Memberikan kesan bahwa kebenaran tidak bisa ditawar
dengan apapun juga, bahkan jika berarti itu harus berlainan dengan gurunya
sendiri (Plato adalah guru Aristoteles).
Tetapi ahad versi zaman now bisa ditawar dengan
menyatakan "Tiada Tuhan selain Bowo" dengan begitu mudah dan
sepelenya. Itulah kebobrokan dan puncak kebusukan peradaban saat ini (Semoga
ini adalah dasar terendah kebobrokan zaman saat ini)
Friedrich Nietzsche (seorang tokoh filsafat
eksistensialisme modern) pernah mengungkapkan: "Tuhan sudah Mati" (jika dalam bahasa jerman, "Gott
ist tot”)
Ungkapan nya yang seperti itu lebih terkesan baik
karena ia mengucapkan dengan paham konsekuensi dan memiliki nilai filosofis
yang tinggi. Bukan berarti Nietzche menyatakan Tuhan telah mati secara
fisik-materi. Akan tetapi ia bermaksud menyatakan bahwa dizaman saat itu,
kalangan manusia lah yang mematikan Tuhan. Tuhan hanya dijadikan identitas
dalam meraup kekuasaan tanpa adanya keyakinan yang kuat di dalamnya. Bahkan
jika kita telusuri konteks penyataan Nietzsche lebih komprehensif, sejak dari
awal ia hanya mengatakan Tuhan sudah mati sebagai kata kiasan semata.
“Tuhan
sudah mati. Tuhan tetap mati. Dan kita telah membunuhnya. Bagaimanakah kita,
pembunuh dari semua pembunuh, menghibur diri kita sendiri? Yang paling suci dan
paling perkasa dari semua yang pernah dimiliki dunia telah berdarah hingga mati
di ujung pisau kita sendiri. Siapakah yang akan menyapukan darahnya dari kita?

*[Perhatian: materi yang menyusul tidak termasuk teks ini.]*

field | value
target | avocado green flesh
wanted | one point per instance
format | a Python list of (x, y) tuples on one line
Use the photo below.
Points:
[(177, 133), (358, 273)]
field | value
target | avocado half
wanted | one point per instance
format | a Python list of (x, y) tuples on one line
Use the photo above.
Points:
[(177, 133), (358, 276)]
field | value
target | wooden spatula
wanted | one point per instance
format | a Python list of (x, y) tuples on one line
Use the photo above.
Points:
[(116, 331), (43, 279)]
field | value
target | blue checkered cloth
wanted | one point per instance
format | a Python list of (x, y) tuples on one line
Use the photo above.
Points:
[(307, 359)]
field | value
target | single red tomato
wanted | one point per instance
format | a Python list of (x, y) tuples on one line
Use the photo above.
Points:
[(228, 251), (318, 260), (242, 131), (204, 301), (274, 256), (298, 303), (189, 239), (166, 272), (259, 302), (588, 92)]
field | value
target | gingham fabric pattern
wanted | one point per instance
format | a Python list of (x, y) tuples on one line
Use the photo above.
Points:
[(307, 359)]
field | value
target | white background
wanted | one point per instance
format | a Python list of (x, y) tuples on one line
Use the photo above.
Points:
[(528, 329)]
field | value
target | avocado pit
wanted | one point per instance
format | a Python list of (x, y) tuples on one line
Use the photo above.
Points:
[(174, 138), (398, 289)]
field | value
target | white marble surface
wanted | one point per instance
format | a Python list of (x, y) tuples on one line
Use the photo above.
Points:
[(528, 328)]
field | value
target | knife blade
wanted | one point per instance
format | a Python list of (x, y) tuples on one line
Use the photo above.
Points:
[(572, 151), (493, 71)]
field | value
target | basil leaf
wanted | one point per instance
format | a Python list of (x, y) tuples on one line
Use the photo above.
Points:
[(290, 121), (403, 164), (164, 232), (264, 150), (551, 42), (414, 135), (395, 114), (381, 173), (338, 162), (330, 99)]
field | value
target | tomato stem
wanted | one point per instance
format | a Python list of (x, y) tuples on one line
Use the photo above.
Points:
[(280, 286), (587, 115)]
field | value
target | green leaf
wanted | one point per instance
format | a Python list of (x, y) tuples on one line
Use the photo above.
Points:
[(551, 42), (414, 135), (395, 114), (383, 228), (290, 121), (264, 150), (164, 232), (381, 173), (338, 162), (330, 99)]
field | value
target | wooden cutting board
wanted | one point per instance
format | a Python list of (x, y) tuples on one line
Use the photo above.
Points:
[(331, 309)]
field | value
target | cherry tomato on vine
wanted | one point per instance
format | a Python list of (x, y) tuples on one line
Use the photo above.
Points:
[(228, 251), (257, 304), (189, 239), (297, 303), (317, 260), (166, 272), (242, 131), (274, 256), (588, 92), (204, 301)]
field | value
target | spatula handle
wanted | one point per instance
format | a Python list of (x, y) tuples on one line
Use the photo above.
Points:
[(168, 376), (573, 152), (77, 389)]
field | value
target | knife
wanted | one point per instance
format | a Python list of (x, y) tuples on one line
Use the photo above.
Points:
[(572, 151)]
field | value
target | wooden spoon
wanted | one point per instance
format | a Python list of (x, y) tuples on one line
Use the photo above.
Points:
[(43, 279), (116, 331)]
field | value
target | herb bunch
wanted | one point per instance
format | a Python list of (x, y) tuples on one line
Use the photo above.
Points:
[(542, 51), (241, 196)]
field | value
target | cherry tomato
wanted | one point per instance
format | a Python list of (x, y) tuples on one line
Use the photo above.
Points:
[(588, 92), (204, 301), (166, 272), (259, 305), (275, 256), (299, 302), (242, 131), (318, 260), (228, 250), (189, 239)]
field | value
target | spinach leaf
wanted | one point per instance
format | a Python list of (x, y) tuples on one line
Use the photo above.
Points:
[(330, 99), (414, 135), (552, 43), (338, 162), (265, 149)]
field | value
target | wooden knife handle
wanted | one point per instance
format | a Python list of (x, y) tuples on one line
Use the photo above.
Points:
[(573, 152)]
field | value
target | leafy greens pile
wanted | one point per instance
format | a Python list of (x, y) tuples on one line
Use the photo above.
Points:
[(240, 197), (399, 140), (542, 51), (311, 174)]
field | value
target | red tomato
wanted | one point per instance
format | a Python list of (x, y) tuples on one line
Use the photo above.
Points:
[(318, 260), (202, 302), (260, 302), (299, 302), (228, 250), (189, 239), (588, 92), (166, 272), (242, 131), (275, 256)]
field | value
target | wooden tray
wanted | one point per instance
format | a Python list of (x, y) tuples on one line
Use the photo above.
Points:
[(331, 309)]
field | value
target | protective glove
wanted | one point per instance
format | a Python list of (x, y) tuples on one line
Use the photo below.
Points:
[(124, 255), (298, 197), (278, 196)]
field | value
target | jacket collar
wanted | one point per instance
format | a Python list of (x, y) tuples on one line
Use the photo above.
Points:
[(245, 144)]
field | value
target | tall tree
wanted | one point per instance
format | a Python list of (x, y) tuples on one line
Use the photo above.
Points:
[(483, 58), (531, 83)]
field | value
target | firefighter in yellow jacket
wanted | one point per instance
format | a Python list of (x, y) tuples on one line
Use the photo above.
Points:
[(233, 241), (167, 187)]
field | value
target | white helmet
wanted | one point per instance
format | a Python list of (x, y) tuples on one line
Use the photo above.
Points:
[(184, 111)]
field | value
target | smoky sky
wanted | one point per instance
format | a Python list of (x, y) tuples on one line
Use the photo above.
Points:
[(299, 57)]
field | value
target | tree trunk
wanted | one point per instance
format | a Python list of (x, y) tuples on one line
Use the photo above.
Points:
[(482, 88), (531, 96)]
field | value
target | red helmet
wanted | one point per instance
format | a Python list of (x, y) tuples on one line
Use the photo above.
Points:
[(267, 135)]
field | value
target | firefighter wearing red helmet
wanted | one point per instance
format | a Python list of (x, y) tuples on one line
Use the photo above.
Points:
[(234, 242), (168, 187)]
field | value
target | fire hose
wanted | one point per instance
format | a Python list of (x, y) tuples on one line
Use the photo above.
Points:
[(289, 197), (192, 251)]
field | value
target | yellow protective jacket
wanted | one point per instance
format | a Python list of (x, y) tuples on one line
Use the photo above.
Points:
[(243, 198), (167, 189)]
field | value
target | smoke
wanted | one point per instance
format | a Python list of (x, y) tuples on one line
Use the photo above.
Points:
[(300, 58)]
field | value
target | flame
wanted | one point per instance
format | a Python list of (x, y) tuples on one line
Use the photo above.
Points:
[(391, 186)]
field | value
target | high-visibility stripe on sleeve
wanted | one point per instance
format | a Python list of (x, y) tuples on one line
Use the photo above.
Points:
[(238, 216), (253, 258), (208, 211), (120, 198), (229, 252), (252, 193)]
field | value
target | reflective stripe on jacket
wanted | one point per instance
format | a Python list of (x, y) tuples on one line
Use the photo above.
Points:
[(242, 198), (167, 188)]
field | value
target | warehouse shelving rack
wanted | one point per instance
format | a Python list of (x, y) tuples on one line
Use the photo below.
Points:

Dengan air apakah kita dapat menyucikan diri kita? Pesta-pesta penebusan
apakah, permainan-permainan suci apakah yang perlu kita ciptakan? Bukankah
kebesaran dari perbuatan ini terlalu besar bagi kita? Tidakkah seharusnya kita
sendiri menjadi tuhan-tuhan semata-mata supaya layak akan hal itu [pembunuhan
Tuhan]?”
Ataupun seperti kata Karl Marx : "Agama adalah candu rakyat" (dalam bahasa aslinya yaitu
jerman “Die Religion ... ist das Opium des Volkes”)
Saya tidak mencoba membenarkan pernyataan para tokoh
tersebut. Hanya saja, mereka lebih saya pandang baik dengan sikap atheistis
ilmiahnya dengan pengunaan logika nalar dan empiristik. Ketimbang mereka yang
menyatakan "Tiada Tuhan selain Bowo" hanya karena terpesona dengan
pandangannya yang tampan dari sampel manusia dihadapannya.